Why would you do more than that, I don't in a bookshop when buying. It either gets the thumbs up or big downer!
I have a critique group for crits. I don't need a critique from an agent or editor who is saying no. When the publishing pro says "yes," THAT'S when I want my critique (i.e. editing letter).
And may I politely disagree with you?
My first published novel was rejected with a few notes (on what specifically in the book didn't work for him) from an editor who read the full. I revised immediately and changed specifically what he didn't like and sent the Ms back.
The book was published and received an Edgar Award nomination. It's o.p. now. I did four of them in that series and it was a nice little run.
May I point out that the editor did not suggest changes nor did he suggest I resubmit. He just said what he didn't like. I did the changes and resubmission on my own. In fact, without telling my agent.
The Decreed says
I'm going to have to respectfully disagree with the majority here. While it's true that agents say jump and writers grab a pogo stick, it's hard for me to buy this argument from you personally, Nathan; you, the one who holds query critiques and page critiques weekly and dishes the best criticisms of everyone who comments. I find it hard to believe you don't have some idea on most if not all partials you look at. Other agents, I dunno, but you?
It may have something to do with your confidence in your advice, but–in my humble, poorly informed, altogether worthless opinion–not your ability or insight.
Thanks for the insight. I know people who've done edits based on any scrap of feedback from an agent and the problem with that is you end up writing for that one person. If you're lucky enough to get responses/feedback from multiple agents and you can see a trend then it's time to take another stab at the MS.
LM Preston says
Since I've gotten my share of the vague form letters, I'm glad to see why. Also, I'd venture to say, the writer won't make tons of changes based on just one agent's feedback. Someone's trash maybe another's treasure.
I thought your rejection on my full was very helpful, Nathan. It also helped me see how taste varies when I got other rejections on my full from other agents who all cited different reasons.

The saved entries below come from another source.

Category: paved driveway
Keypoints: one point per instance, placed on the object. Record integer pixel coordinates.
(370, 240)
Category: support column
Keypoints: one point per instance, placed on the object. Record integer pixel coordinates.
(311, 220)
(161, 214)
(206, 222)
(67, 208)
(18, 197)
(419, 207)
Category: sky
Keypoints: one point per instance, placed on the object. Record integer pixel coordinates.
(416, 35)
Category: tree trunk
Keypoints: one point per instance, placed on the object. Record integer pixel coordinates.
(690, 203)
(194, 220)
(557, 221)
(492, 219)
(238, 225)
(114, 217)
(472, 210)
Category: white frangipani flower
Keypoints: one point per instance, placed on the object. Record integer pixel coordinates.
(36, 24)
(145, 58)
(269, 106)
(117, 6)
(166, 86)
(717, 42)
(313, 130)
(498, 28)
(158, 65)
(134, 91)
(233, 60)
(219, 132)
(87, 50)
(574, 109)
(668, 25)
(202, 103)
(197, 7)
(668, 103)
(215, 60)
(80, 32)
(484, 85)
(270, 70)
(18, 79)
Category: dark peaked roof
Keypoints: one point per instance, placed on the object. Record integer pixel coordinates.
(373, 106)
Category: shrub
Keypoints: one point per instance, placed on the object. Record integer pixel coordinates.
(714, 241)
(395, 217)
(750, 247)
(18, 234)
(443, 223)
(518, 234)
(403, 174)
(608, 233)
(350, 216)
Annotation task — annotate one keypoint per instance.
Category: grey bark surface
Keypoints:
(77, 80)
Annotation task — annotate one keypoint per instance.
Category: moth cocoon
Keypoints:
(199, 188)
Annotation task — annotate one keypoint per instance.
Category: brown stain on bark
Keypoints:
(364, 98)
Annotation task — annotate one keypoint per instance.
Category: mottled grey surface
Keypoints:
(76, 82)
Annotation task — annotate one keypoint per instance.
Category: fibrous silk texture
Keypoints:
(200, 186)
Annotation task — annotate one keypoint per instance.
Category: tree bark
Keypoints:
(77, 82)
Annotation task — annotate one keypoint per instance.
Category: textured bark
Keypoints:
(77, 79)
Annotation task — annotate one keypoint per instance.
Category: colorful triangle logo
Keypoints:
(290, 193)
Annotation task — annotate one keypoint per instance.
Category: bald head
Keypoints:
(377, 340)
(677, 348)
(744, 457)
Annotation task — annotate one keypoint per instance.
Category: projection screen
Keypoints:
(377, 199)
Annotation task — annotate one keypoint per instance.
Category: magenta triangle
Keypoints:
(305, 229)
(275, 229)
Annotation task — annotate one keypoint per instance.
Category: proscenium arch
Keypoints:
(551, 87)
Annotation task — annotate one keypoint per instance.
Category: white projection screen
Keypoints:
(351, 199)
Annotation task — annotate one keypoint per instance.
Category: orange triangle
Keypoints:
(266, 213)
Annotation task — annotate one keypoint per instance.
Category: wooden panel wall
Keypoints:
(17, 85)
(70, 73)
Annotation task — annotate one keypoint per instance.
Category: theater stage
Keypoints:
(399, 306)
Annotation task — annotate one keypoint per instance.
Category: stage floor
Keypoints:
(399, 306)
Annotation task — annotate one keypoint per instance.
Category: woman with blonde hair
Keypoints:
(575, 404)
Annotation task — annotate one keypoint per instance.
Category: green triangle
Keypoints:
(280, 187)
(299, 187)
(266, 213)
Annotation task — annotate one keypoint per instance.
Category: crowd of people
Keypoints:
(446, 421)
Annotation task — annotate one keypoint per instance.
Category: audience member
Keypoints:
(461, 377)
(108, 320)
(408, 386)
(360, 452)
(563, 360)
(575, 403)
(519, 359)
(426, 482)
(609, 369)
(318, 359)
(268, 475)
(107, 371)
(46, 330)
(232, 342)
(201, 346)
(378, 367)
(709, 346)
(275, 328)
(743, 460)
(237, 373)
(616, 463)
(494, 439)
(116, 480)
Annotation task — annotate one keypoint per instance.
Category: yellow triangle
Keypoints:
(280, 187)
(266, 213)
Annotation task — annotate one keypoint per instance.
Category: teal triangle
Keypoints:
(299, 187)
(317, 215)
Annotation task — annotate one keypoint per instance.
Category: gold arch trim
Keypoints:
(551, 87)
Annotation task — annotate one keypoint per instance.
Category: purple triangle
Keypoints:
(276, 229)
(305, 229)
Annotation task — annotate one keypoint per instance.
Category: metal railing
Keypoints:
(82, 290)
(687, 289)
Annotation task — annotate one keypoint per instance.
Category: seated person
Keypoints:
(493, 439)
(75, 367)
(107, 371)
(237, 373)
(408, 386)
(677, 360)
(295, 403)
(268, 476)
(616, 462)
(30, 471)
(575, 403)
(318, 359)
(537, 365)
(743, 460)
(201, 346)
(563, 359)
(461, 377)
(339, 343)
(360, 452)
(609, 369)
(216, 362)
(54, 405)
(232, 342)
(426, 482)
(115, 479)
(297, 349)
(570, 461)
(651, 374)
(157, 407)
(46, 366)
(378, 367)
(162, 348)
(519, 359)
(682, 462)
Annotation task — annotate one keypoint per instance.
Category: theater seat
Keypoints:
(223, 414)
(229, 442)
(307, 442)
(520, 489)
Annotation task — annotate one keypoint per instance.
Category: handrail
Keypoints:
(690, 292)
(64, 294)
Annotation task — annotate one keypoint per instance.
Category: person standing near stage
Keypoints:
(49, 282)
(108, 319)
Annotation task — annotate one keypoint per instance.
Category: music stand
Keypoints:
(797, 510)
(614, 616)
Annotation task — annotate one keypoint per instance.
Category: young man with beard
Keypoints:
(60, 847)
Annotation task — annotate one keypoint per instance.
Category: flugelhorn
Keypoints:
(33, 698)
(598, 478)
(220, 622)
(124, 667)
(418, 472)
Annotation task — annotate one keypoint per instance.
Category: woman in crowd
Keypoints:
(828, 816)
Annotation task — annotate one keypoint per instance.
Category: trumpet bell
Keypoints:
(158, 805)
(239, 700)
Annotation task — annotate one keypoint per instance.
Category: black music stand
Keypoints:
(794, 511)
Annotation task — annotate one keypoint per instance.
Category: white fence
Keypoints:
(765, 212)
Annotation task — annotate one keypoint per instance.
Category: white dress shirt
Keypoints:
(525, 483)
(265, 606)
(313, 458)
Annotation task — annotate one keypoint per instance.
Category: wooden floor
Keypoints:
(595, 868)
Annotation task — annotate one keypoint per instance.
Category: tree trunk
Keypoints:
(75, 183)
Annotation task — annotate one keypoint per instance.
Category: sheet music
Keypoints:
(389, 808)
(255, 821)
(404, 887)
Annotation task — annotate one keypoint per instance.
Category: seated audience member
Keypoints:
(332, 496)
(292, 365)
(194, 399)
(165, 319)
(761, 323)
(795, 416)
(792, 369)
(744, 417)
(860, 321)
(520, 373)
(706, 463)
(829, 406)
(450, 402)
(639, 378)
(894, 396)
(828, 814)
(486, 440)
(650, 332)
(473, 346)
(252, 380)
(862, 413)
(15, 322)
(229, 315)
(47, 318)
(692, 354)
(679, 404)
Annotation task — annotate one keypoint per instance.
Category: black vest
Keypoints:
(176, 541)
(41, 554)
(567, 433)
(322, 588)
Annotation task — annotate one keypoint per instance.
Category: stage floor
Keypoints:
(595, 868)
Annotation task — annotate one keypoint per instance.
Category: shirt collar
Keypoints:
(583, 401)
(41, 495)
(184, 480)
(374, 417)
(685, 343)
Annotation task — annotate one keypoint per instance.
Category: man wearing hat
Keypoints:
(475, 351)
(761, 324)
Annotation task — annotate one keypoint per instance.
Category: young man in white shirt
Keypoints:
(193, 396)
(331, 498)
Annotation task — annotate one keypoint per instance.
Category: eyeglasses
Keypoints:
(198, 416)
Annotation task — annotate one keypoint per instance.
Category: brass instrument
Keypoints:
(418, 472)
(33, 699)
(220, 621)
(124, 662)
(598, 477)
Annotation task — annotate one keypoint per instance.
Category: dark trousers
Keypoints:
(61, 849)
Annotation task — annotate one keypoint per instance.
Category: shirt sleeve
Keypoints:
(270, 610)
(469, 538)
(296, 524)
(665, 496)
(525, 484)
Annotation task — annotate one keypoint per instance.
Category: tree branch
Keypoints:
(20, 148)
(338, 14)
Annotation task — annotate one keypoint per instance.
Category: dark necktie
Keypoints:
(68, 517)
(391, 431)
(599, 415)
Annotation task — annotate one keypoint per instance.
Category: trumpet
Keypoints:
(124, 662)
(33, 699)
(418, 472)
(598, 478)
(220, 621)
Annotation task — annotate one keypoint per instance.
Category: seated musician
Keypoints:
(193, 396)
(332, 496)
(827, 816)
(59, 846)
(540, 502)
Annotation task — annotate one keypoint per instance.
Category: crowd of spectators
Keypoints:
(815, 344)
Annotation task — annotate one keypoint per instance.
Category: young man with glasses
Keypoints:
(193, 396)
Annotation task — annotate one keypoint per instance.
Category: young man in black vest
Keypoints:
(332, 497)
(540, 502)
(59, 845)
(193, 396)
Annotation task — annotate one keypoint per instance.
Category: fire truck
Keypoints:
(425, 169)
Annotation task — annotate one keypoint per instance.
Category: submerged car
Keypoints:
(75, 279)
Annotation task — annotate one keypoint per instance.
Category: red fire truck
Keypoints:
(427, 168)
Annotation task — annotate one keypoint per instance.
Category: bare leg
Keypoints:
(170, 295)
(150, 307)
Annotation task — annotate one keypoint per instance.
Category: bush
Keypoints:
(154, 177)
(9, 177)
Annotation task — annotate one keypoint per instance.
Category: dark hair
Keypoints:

Anyway, I plucked up the courage to ask one of them for more information, and he did a very nice redline of my first 50 pages, and asked me to rewrite.
You are one class act, Mr. Bransford. Your positive tone and respectful attitude are refreshing and appreciated.
Look, as long as your form rejection letters include all those cryptic clues about the treasure buried under the streets of San Francisco, nobody will mind getting them.
"…If I get more than one rejection that says, 'the tone isn't working for me', then I know that's something I need to work on…"
I wouldn't count on it — especially if it's only for a partial or a few pages pasted in. A LOT of agents have form rejects that say, "I liked the concept but not the voice, blah, blah blah." BUT it's their standard form, they send to everyone. Then you've got all these rejected writers trying to fix some arbitrary thing that isn't really wrong.
I got a response to a query which said, in its entirety:
"Why, God, Why?"
What, if anything, should I read into that?
Dawn Maria says
Thanks for this insight Nathan. I had two form rejections on partials and I took them very hard, mostly because they weren't personal. Seen from this perspective, I will calibrate my expectations to a more realistic level next time. I wish I had read this post last fall, it would have saved me a lot of heartache!
Nikole Hahn says
And I don't expect more than a form letter, but getting something personal on it is like recieving an early Christmas present–it's called hope.
Still, I would rather recieve vague feedback than wrong feedback. As a writer, I don't fault you at all.
Funny! I once sent a short story to a magazine in the morning (regular mail) and the material was returned with the rejection on the same day!
360 feedback says
Well, if those partial are unnecessary for you then you should not accept them.